Con paso cauto desfilaron por el corredor, llegando así a una sala de planta octogonal
de paredes cuidadosamente ganadas a la roca, en el centro de las cuales había una
cruz paté tallada excepto en la pared de entrada donde una tau coronaba la puerta.
Dentro de la sala podían verse contra las paredes, varios baúles y cofres perfectamente
sellados formando los mismos dos hileras de altura. Apoyado en un lateral descansaba
un estandarte bicolor recuerdo de campañas ya olvidadas.
Una vez estuvieron todos dentro, el hermano Payer cerró la gruesa puerta de hierro
trabándola a continuación con una barra del mismo metal que la cruzaba de parte a
parte. En el lateral derecho de la puerta, veíase un pequeño orificio por el cual
penetraba en la estancia una gruesa cadena cuyo ultimo eslabón estaba consistentemente
unido a una gran argolla.
Sin mediar palabra, el hermano mayor coloco el crucifijo sobre la puerta y a la par de
varios hermanos se aferro a la cadena. Por un instante cruzaron sus miradas y acto
seguido tiraron fuertemente. El extremo exterior de la cadena, encontrábase clavado
en la parte inferior del primer pilar de madera, que cedió ante el esfuerzo de los
hermanos provocando un desprendimiento en cadena que selló totalmente la galería.
Tenues regueros de polvo penetraban por las comisuras de la puerta.
Silencio. Pudiera cortarse con buen filo.
– Hermanos ha llegado el momento- dijo el hermano Mayor mientras se
desprendía de su capa.
Uno a uno imitaron su gesto, y fueron descubriéndose mostrando su indumentaria.
Cota de malla y faldón de la misma, brillante, pulida.
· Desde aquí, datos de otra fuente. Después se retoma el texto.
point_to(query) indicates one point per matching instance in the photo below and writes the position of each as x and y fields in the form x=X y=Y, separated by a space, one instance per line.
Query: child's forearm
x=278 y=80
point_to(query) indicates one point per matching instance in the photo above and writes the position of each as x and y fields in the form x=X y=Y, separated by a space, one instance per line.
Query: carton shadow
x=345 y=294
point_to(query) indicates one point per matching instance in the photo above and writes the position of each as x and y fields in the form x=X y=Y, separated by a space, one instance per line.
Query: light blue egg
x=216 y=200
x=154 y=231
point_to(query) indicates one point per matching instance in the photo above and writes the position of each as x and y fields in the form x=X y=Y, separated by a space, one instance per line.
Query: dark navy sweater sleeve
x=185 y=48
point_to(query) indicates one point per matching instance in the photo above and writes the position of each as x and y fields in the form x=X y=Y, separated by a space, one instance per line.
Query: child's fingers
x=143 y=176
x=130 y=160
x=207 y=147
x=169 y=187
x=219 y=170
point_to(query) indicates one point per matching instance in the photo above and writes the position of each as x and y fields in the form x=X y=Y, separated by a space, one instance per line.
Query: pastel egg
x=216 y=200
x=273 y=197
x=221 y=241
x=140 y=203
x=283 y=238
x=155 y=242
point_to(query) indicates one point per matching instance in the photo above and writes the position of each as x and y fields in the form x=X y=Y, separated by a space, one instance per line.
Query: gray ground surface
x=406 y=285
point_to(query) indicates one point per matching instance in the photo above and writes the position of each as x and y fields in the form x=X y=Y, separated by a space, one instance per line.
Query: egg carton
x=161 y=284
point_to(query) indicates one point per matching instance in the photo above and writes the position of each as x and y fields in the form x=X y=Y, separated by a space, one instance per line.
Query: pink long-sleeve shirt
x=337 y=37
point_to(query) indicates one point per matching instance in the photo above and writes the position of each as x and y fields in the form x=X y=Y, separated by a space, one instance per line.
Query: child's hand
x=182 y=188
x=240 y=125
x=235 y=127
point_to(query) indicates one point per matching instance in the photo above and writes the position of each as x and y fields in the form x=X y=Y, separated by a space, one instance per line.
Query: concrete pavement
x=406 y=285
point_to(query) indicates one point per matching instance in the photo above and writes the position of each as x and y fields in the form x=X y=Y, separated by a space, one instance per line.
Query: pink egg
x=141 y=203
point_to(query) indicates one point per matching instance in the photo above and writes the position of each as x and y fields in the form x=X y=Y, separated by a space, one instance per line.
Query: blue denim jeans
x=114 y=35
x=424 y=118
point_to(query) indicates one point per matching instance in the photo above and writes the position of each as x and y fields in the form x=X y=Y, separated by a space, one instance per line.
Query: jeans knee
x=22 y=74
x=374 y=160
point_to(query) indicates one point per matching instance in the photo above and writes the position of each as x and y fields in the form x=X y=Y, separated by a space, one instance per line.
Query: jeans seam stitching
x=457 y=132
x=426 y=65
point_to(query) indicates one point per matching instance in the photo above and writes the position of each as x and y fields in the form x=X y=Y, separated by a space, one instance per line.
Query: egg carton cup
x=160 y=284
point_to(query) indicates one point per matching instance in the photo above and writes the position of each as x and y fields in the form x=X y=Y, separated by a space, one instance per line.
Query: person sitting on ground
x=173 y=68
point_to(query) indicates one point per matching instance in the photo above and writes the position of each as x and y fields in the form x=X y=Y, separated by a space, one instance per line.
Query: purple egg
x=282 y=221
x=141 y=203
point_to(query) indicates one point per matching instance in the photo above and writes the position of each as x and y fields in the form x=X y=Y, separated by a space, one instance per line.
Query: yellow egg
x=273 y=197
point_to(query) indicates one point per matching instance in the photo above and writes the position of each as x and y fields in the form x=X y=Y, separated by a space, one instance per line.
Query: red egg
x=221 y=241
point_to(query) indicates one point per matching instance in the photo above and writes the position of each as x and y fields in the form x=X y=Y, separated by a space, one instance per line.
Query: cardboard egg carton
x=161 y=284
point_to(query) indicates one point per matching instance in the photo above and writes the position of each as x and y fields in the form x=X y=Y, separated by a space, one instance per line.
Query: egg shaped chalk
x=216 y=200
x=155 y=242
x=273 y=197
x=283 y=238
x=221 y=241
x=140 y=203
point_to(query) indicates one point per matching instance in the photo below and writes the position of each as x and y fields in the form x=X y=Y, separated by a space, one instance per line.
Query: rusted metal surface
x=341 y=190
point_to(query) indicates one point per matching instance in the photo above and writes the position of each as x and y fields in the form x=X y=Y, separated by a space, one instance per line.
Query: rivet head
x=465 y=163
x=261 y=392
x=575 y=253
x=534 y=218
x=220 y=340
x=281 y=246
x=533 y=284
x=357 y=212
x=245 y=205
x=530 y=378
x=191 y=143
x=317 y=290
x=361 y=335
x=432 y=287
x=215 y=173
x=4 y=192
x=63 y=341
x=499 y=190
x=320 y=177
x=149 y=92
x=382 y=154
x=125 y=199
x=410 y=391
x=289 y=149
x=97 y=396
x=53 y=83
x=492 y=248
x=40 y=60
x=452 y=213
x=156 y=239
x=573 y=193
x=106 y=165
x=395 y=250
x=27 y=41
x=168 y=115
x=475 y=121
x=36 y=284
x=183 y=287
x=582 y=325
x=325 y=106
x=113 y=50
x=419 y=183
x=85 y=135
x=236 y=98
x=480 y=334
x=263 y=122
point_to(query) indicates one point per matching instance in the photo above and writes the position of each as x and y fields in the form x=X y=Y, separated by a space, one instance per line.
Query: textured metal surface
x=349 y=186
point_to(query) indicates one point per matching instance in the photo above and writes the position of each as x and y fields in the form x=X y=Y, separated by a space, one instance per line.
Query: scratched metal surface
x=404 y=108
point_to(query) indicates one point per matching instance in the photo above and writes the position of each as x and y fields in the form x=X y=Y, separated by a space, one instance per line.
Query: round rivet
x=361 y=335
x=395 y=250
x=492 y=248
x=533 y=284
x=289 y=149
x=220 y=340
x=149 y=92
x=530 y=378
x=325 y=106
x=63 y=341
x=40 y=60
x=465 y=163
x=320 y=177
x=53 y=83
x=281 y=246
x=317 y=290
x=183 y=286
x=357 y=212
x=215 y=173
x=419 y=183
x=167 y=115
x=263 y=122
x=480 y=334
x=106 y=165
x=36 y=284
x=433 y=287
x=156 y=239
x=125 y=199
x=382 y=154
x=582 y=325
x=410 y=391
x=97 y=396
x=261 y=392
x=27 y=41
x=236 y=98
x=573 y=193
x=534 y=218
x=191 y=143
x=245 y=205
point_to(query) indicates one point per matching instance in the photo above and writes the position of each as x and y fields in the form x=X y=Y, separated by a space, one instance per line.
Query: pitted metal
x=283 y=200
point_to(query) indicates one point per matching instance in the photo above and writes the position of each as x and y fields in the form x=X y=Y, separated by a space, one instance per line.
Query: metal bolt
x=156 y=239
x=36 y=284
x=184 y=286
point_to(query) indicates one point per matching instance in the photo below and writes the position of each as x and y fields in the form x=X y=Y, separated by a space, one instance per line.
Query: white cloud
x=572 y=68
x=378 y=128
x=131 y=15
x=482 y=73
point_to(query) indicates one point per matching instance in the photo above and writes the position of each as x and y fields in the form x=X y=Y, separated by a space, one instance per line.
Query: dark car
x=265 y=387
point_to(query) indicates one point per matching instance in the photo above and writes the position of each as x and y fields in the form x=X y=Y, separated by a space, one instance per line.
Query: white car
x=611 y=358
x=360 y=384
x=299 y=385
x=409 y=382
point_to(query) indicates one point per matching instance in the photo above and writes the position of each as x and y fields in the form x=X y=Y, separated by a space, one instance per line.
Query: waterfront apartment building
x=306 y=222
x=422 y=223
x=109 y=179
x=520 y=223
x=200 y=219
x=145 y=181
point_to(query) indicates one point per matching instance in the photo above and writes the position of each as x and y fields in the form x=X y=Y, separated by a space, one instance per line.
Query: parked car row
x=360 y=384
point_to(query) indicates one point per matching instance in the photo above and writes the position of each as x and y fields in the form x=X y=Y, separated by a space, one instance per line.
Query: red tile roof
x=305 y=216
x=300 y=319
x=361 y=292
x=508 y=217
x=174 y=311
Túnica de un blanco deslumbrante
con una roja cruz sobre el hombro, pertrechados de ceñidos cintos de cuero de los que
pendían sendas y lustrosas espadas y calzados con gruesas botas de montar.
El hermano Gondemaro desabrocho su cinto del que amen de la espada, colgaba una
bolsa de cuero rojo herméticamente cerrada con lacre. Saco ésta y arrodillándose la
ofreció al hermano Mayor. Este la tomo con manos temblorosas y con sumo cuidado
la desprecintó sacando del interior un pequeño objeto.
Lo contemplo a la luz de los cirios, vidriosos los ojos, henchido el corazón.
Lentamente lo cedió a otro de los hermanos, que ya formaban círculo y así, uno a uno
fueron contemplándolo hasta volver a manos del hermano Mayor.
– Hermanos en la fe. Afortunados somos de ver, lo que hace siglos no se muestra,
lo que con tanto celo ha sido protegido. Hoy es el día en el que renovamos
nuestros votos, y así vestidos, con la indumentaria que nos dio la Vida,
permanezcamos sirviendo a Dios en la eternidad.- dicho esto ofreció el objeto a
Gondemaro diciéndole:
– Hermano, como ultimo guarda y custodio que eres, tras tantos años de
protegerlo, tantas leguas en su compañía, justo es que seas tu el que lo deposite
en donde permanecerá a perpetuidad.
Gondemaro lo cogió con delicadeza, y se dirigió al centro de la sala donde una columna
de piedra se elevaba un metro sobre las losas. Cubierto el rostro de lágrimas lo deposito
sobre la fría piedra y retrocedió a su lugar.

– Nueve fueron y nueve somos, así lo quiso Dios. Humillémonos ante su Ser y
unamos nuestras plegarias para loarlo por siempre.
Así pues, desenvainaron sus espadas, y postrándolas al frente se arrodillaron en oración.
Uno a uno apagáronse los cirios hasta que la oscuridad veló una escena que jamás
verían ojos humanos. A nueve hombres buenos en sincera oración frente a una sencilla
copa de madera, una copa teñida de sangre.